Saturday, February 19, 2011

CBR-III: Book #4: The Girl Who Kicked The Hornet's Nest

It’s a shame that Stieg Larsson died. The Girl Who Kicked The Hornet’s Nest is by far the most superior book of the series. Even though I am a little upset at, once again, the lack of Ronald Niedermann in the story.

The third book of the series picks up right where The Girl Who Played With Fire left off. Salander and Alexander Zalachenko are being transported by helicopter to a hospital. Niedermann is on the run after killing some cops, and Blomkvist is trying to figure out the story.

The main difference between this book and the last two are the pace. Plus, some new artistic flourishes that Larsson uses (such as incorporating historical accounts of warrior women). The pace because, unlike the other two, the book maintains a steady rhythm. Both The Girl With The Dragon Tattoo and The Girl Who Played With Fire started out agonizingly slow…and have several moments throughout the books that could induce a coma. The Girl Who Kicked The Hornet’s Nest, because of where the book is picking up, automatically begins at a feverish place. The pace continues, except for a few clipped moments that were easily overcome.

Plot? It’s kind of hard to say without giving away too much detail. Details that make the story wonderful. Salander is in the hospital, awaiting trial for attempted murder and a host of other charges. When she, with the help of Blomkvist, gains internet access and quickly goes on the hunt. Blomkvist is searching for a group called The Section. The group responsible for Salander’s cover-up in her youth, also the same group responsible for Zalachenko. Along the way we are exposed to the new cover-up that The Section is trying to create, with the help of internal knowledge, and an investigation involving Sapo, the regular police, Milton Security, and Millennium. In a sub-plot we had Erika Berger. Now working for a rival paper she is being stalked and threatened. While her story can easily be considered one of the weakest it is also rather interesting.

Larsson managed to host a massive amount of characters fluidly. With a combination of both new, and returning players. Some of the least influential in the other novels are now brought to the stage, while some of the main ones almost take a backseat. One of the most captivating new characters is Figuerola, Blomkvist’s new love interest in this one. She’s an Amazon woman who works for Sapo, addicted to working out. Despite how much Larsson devotes to describing the characters physique…it really leads to nothing. The entire time I wanted her to engage in some kind of battle with Niedermann. Sadly, I was disappointed.

The trial is also one of the best ones I’ve ever read. That’s saying something considering I’ve read a lot of Grisham. However, I don’t know Swedish law…but I would have to say several things happen in the court room that probably aren’t very legal. Oh, and I suppose I should have mentioned that Blomkvist’s sister is representing Salander.

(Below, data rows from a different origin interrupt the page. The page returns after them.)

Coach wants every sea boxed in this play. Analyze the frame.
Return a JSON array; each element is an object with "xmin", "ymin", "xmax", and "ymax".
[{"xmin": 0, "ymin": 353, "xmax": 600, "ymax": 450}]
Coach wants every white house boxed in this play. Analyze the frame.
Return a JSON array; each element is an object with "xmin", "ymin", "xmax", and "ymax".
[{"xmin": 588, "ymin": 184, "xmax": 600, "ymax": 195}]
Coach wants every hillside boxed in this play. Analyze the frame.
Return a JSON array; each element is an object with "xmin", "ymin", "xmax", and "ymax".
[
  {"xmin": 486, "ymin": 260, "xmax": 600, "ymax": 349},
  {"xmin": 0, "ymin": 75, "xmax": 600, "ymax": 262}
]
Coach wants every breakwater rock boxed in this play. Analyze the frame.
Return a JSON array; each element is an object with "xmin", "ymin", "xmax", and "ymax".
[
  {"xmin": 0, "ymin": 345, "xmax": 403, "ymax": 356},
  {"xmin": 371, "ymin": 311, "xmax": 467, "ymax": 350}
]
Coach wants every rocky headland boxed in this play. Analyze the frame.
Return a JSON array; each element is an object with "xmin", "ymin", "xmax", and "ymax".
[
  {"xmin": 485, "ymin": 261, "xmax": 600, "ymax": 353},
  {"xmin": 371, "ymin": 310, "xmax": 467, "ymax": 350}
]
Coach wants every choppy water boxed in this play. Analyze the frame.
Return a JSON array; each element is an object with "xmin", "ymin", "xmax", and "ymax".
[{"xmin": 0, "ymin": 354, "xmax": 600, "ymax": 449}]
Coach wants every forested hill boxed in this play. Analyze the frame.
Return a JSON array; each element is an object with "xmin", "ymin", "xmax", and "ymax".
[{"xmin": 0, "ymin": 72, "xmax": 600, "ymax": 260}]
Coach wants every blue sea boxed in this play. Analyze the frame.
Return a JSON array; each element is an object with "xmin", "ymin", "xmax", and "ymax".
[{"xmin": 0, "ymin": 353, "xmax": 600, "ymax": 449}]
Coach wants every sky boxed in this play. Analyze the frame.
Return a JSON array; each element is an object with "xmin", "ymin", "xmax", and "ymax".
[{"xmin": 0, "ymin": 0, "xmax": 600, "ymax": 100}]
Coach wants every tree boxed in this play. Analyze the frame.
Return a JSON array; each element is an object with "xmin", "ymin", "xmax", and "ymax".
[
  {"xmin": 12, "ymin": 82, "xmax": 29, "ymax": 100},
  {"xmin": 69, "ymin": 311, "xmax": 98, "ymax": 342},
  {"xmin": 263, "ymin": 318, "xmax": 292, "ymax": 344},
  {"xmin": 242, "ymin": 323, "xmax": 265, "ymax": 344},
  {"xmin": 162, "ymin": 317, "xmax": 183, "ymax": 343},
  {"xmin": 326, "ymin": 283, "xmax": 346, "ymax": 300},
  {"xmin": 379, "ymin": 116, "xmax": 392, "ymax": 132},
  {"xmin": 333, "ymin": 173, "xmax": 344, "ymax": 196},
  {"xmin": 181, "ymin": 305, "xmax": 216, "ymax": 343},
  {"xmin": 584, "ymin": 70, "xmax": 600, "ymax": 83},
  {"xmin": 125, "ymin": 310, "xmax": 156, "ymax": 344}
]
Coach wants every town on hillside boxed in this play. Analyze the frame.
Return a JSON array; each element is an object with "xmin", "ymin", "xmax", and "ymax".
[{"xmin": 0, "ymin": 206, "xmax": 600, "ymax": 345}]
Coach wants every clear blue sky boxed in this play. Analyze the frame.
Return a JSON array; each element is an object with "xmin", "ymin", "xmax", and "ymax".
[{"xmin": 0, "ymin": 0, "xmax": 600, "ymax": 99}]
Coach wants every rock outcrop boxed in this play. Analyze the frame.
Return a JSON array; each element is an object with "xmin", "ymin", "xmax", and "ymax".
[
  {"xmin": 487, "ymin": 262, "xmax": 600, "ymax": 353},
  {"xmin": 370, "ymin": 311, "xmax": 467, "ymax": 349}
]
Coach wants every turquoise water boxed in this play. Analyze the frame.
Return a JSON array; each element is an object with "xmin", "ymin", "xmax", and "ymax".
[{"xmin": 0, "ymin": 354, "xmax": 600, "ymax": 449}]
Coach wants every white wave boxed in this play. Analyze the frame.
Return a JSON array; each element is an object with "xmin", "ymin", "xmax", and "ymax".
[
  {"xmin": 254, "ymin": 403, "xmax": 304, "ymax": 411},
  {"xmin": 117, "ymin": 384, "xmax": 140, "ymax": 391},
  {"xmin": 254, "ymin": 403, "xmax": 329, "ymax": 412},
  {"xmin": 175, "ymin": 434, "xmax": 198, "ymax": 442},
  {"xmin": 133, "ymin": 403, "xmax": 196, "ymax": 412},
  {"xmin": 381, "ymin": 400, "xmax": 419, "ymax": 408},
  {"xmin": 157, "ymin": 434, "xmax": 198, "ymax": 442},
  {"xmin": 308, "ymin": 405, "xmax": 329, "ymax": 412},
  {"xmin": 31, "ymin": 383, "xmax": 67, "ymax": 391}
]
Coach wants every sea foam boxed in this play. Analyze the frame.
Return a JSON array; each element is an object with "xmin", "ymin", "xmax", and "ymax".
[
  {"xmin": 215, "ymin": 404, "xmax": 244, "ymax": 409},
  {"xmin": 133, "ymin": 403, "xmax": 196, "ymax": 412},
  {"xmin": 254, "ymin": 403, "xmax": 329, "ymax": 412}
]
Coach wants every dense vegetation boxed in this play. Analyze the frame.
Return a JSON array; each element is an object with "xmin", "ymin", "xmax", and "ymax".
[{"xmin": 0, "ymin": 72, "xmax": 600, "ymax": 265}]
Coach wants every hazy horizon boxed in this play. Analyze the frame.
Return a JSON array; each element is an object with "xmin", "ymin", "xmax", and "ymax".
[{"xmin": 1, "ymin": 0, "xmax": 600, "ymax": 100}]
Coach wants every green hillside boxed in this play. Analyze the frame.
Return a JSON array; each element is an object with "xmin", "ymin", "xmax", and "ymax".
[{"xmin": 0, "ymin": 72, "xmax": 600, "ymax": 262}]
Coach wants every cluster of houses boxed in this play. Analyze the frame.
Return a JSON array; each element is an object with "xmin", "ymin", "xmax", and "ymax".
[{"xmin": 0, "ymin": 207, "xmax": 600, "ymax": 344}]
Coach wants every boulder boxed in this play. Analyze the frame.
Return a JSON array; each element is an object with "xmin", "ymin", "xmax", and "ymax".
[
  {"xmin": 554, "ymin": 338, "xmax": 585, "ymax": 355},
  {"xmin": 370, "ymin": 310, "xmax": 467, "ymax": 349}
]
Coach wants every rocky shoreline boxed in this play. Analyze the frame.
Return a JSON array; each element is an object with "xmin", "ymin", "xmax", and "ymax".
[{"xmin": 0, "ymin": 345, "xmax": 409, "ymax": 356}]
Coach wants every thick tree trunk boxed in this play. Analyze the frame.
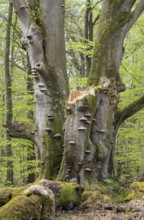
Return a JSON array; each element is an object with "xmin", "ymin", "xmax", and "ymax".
[
  {"xmin": 12, "ymin": 0, "xmax": 68, "ymax": 178},
  {"xmin": 12, "ymin": 0, "xmax": 144, "ymax": 185},
  {"xmin": 59, "ymin": 0, "xmax": 144, "ymax": 184}
]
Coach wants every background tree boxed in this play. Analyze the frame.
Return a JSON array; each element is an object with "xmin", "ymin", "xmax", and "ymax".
[{"xmin": 1, "ymin": 0, "xmax": 144, "ymax": 187}]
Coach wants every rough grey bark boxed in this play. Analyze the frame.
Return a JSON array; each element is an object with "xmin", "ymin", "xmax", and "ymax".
[
  {"xmin": 61, "ymin": 0, "xmax": 144, "ymax": 184},
  {"xmin": 12, "ymin": 0, "xmax": 144, "ymax": 185},
  {"xmin": 11, "ymin": 0, "xmax": 68, "ymax": 178},
  {"xmin": 5, "ymin": 3, "xmax": 13, "ymax": 184},
  {"xmin": 86, "ymin": 0, "xmax": 144, "ymax": 180}
]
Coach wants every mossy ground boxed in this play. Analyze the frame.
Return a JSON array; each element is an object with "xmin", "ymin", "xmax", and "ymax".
[
  {"xmin": 125, "ymin": 182, "xmax": 144, "ymax": 201},
  {"xmin": 82, "ymin": 181, "xmax": 129, "ymax": 206}
]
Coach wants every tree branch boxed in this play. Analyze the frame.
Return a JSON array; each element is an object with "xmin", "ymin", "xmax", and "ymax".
[
  {"xmin": 126, "ymin": 0, "xmax": 144, "ymax": 32},
  {"xmin": 115, "ymin": 96, "xmax": 144, "ymax": 129}
]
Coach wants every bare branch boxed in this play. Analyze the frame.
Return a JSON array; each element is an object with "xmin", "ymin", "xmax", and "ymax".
[{"xmin": 115, "ymin": 96, "xmax": 144, "ymax": 129}]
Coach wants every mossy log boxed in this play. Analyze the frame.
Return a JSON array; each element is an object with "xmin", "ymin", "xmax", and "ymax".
[{"xmin": 0, "ymin": 179, "xmax": 81, "ymax": 220}]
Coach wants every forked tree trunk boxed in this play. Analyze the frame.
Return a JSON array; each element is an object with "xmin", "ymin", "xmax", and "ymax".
[
  {"xmin": 11, "ymin": 0, "xmax": 144, "ymax": 185},
  {"xmin": 59, "ymin": 0, "xmax": 144, "ymax": 184},
  {"xmin": 10, "ymin": 0, "xmax": 68, "ymax": 178}
]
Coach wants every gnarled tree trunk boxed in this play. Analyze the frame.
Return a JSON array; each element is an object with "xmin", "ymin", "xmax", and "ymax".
[
  {"xmin": 10, "ymin": 0, "xmax": 68, "ymax": 178},
  {"xmin": 10, "ymin": 0, "xmax": 144, "ymax": 185}
]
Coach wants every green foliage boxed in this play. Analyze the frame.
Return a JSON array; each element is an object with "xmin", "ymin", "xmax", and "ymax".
[
  {"xmin": 115, "ymin": 13, "xmax": 144, "ymax": 182},
  {"xmin": 69, "ymin": 76, "xmax": 87, "ymax": 90}
]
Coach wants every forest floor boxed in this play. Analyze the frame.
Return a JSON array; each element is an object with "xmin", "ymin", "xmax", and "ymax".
[
  {"xmin": 56, "ymin": 201, "xmax": 144, "ymax": 220},
  {"xmin": 56, "ymin": 182, "xmax": 144, "ymax": 220}
]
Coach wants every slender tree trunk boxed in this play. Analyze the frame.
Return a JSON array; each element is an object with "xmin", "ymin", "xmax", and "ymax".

The ending felt a little forced. I don’t really know the reason for this, but I felt slightly cheated. I expected something bigger…grander.

Like I said, shame Larsson died. He seemed to have finally found a really unique and distinct voice in this, the third book. Rumor has it that he had almost completed a fourth…I wonder if they are going to get a ghost writer. It’s also been reported that he apparently had outlines for quite a few more books. I honestly don’t know how many more he could have done before he just completely exhausted the potential of the characters. After all, there is only so many times Salander can be in trouble, Blomkvist can crack an international story, and people can keep fucking strangers without contracting a serious STD.